狱卒听罢嗤笑,喘着气勃然大怒:“愣着做什么?!天王老子的女人,我也一样动,他谢鹤徵算个什么东西!你们,把这个**抓起来!”
林锦璨暴露在空气中的皮肤被人摁住,她为了活命,不甘心的又开始撒泼哭喊:“谢昭!你是不是聋了?那日你说要带我回家,难道都只是为了那次的鱼水之欢而骗我的吗?”
声音回荡在地牢里,梁樾忍不了了,他鄙疑地看了眼谢鹤徵,大概猜到这两人之间发生了什么。
“都退下!你们这些狗东西,都当本官不在了吗?”
梁樾怒道:“把这女人关回去!你,给本官过来!”
其他人跟着梁樾一起撤离的很快,林锦璨也被人拖回牢房,种种看上去,像是白忙活了?
昏暗的甬道内,只留谢鹤徵一个人在中央孤零零地站着。
他往外走了几步后,又转身蹲下,拾起那块零碎的红纱,放在指尖摩挲,不知道再想些什么。
油灯不断摇曳着,他想,好像,比合欢散更难解的毒是林翠翠。
谢鹤徵把林锦璨的红纱绑在小猫尾巴上,回到了刚才的地方。
这次,他直接走到她身边,在对方的错愕下,他捏开了她的嘴,一道醒目而狭深的口子映入眼帘。
这痕迹是他初次上战场的战利品。
“痛不痛?”
“你同别人说,你是我的女人?”
谢鹤徵勾唇玩味道:“这样冒天下大不讳的事情,亏你也说的出口,要是被我那个气筒哥哥听了去,岂非存心要气死他?”
“难不成你想做个小寡妇,好让我登堂入室与我私通?”
林锦璨:“……”
见林锦璨不答,谢鹤徵从怀里拿出愈合伤口的药粉,将其洒在上面:“林翠翠,你说我会后悔的,现在看来是谁后悔了?”
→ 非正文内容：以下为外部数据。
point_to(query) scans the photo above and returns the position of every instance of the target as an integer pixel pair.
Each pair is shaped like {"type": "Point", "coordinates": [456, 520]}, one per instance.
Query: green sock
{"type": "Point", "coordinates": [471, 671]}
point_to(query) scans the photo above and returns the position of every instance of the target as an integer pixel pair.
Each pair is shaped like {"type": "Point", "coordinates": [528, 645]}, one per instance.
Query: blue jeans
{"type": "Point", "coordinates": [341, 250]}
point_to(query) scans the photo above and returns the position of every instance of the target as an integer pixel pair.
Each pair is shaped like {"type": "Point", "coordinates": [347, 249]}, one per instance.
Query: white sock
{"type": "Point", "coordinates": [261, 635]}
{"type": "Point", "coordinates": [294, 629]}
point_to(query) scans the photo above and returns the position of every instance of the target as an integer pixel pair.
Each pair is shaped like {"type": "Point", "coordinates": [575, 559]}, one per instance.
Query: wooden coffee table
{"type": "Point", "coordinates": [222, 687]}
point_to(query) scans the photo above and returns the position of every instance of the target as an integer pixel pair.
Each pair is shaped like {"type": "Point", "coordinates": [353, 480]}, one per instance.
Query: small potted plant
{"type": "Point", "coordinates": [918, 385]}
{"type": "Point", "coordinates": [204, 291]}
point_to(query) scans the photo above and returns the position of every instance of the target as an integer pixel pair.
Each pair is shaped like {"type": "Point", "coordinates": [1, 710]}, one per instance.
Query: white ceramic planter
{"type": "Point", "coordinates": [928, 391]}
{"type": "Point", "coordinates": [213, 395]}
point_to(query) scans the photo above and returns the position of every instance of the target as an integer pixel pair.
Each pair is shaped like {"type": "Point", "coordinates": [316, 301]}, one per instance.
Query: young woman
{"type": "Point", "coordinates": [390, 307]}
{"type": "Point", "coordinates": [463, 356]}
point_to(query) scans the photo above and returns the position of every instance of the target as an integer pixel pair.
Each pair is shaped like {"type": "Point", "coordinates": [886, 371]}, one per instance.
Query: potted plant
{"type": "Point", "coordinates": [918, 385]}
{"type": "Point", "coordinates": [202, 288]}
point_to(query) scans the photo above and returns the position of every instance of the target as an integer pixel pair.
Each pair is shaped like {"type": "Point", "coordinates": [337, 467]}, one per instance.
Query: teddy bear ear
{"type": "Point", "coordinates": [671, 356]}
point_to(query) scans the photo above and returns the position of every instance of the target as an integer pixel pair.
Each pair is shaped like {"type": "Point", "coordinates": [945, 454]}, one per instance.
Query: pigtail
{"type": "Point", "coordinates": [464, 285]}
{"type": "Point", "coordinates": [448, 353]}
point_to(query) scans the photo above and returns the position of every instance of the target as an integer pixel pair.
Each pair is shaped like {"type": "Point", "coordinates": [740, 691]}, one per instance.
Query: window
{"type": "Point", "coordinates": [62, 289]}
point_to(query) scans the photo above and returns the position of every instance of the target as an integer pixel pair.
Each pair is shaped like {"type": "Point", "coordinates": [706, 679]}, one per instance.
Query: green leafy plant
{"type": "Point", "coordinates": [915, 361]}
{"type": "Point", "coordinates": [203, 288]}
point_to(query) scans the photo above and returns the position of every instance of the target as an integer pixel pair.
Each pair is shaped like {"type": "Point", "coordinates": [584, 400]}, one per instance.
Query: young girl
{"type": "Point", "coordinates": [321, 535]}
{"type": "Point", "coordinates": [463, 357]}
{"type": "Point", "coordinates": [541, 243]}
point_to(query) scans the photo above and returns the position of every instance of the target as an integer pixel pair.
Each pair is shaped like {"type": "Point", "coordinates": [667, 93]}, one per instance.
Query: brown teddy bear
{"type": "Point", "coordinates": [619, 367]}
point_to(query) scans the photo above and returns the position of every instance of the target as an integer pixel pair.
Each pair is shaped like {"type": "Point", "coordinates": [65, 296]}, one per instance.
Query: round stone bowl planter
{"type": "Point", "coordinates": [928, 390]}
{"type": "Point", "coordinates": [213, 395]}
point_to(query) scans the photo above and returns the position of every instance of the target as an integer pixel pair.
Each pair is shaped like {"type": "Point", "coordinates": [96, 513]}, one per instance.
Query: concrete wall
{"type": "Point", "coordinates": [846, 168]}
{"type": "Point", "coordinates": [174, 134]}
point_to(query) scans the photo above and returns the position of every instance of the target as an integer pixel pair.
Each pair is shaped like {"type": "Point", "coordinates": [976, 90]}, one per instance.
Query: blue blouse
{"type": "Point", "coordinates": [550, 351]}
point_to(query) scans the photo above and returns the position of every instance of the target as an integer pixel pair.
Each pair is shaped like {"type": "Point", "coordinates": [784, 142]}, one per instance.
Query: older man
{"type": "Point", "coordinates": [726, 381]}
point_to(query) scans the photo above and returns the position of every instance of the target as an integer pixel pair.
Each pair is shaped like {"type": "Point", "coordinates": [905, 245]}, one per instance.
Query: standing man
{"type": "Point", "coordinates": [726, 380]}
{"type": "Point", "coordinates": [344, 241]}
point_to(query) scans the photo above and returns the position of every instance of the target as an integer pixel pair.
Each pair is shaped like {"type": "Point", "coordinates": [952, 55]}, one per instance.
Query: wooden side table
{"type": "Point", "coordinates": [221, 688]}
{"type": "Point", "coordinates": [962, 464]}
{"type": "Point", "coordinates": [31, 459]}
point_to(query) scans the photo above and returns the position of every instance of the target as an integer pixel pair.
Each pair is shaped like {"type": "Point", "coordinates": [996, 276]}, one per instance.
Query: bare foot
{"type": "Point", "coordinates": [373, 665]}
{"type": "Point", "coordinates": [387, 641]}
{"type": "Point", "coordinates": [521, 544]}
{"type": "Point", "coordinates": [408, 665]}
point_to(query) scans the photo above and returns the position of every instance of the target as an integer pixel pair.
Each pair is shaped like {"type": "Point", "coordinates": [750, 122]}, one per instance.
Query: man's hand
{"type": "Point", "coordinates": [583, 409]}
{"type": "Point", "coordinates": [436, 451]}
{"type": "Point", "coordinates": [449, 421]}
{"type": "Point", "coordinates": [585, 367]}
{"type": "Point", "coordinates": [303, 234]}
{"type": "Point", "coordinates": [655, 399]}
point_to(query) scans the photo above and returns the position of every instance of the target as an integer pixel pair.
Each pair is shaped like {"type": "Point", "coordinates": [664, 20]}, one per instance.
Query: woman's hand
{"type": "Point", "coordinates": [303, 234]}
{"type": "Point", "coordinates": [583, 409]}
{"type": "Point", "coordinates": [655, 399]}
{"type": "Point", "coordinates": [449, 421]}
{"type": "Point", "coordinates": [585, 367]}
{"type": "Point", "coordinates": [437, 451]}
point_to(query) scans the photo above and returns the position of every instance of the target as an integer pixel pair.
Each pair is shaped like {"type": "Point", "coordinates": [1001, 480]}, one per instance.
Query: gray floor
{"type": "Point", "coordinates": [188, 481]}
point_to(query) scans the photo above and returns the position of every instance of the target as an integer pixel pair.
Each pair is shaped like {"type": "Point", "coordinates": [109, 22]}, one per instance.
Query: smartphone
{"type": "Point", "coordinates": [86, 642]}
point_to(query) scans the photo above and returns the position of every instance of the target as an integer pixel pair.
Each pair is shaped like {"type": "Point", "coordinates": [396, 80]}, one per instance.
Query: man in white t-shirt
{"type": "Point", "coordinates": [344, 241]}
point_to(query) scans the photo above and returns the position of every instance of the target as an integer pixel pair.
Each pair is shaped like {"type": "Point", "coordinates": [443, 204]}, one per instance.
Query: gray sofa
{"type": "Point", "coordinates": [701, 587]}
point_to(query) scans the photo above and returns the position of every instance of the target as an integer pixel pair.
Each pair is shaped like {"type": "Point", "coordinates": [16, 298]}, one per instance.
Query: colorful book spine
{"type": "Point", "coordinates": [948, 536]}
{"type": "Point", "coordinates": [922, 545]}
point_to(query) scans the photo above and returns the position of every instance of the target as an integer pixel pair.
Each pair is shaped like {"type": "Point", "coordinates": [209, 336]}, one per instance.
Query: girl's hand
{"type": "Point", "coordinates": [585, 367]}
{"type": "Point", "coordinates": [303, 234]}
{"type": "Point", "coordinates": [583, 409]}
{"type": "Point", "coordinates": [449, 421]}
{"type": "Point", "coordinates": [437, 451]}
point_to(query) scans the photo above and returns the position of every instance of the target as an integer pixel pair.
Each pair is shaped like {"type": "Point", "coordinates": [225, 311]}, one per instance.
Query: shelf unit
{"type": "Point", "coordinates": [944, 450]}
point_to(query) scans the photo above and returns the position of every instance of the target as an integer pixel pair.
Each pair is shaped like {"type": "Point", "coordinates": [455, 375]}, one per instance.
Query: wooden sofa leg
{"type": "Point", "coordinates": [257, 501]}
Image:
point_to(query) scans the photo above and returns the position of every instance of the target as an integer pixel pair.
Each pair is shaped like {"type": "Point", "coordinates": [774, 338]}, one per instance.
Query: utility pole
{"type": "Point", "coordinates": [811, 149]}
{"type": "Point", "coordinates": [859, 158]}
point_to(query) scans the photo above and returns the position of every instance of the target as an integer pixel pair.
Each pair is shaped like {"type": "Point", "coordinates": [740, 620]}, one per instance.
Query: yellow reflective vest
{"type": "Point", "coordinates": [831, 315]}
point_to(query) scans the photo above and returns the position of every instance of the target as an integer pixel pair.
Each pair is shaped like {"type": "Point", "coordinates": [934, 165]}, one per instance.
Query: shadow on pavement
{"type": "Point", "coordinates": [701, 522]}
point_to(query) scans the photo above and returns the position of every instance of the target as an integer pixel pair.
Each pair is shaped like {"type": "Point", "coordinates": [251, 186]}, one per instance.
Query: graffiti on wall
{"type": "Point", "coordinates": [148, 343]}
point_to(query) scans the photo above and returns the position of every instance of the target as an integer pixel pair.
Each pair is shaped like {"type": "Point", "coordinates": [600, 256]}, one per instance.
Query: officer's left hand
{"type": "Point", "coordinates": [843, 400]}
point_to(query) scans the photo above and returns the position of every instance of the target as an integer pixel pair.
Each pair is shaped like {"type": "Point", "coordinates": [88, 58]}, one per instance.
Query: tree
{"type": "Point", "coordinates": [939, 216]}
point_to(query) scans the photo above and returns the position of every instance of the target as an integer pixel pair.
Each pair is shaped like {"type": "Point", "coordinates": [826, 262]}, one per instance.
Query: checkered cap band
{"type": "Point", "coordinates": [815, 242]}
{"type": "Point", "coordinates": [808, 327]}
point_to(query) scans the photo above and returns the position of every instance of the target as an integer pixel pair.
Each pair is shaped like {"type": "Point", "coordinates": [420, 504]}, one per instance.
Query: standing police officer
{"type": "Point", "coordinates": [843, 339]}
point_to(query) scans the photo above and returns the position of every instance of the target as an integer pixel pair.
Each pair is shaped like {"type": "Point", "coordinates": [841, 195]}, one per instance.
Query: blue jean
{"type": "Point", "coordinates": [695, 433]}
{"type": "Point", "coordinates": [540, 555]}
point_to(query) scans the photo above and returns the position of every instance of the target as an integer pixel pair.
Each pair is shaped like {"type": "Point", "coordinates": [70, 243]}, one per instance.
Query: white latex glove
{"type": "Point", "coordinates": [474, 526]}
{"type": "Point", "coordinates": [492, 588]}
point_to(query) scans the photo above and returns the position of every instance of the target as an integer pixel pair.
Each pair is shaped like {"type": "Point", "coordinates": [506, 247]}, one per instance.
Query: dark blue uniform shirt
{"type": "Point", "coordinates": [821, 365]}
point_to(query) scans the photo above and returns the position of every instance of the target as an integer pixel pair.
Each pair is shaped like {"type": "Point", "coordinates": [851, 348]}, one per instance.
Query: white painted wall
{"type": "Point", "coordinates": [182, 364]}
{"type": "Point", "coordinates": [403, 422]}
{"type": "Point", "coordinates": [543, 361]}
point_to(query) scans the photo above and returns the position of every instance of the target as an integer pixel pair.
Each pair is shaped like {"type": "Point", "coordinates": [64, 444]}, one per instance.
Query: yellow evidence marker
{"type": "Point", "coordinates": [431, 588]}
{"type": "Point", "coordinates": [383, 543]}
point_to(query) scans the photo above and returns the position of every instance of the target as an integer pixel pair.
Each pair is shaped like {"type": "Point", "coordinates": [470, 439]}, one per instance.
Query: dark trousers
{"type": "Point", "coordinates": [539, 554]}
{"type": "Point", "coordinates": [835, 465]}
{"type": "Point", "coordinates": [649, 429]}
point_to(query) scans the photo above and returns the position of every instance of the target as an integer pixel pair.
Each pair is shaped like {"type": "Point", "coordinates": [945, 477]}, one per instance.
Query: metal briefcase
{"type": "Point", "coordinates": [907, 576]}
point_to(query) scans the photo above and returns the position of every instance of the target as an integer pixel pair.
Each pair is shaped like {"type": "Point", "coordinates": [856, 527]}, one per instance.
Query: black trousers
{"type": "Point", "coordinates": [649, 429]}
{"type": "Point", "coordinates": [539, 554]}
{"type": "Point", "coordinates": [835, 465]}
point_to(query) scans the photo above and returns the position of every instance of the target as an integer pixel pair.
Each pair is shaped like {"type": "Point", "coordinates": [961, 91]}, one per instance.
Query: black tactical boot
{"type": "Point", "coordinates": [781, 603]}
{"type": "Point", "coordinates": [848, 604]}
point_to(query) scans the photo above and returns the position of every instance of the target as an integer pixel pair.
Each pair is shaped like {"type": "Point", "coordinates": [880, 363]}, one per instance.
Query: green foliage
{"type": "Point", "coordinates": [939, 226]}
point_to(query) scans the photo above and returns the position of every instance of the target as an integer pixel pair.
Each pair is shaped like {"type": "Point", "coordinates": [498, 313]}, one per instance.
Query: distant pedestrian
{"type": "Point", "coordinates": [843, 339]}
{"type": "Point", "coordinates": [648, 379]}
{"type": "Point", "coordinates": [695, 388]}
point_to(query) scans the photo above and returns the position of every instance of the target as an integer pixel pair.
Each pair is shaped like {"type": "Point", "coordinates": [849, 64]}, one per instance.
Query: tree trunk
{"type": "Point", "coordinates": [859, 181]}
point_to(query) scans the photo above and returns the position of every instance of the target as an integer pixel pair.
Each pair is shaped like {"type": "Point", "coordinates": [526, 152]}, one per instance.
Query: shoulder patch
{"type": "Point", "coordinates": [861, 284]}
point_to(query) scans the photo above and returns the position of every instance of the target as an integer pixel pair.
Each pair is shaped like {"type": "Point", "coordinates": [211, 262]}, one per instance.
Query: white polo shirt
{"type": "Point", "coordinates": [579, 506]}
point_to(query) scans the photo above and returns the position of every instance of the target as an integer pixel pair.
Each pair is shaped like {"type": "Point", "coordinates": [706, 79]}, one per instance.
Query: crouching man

清凉的触感覆盖了灼痛的伤口,林锦璨立刻摇头:“我,是我,谢昭我错了,我后悔了,不应该那样…凶你。”
“说对不起就有用,那还要衙门做什么?”谢鹤徵瞬间变脸,冷道。
林锦璨见此无效果,她缓缓勾上他的臂弯。
谢鹤徵厌恶甩掉:“少来,没用。你这套俗气的法子,我自幼便见过不少,甚至还可以教你怎么做。”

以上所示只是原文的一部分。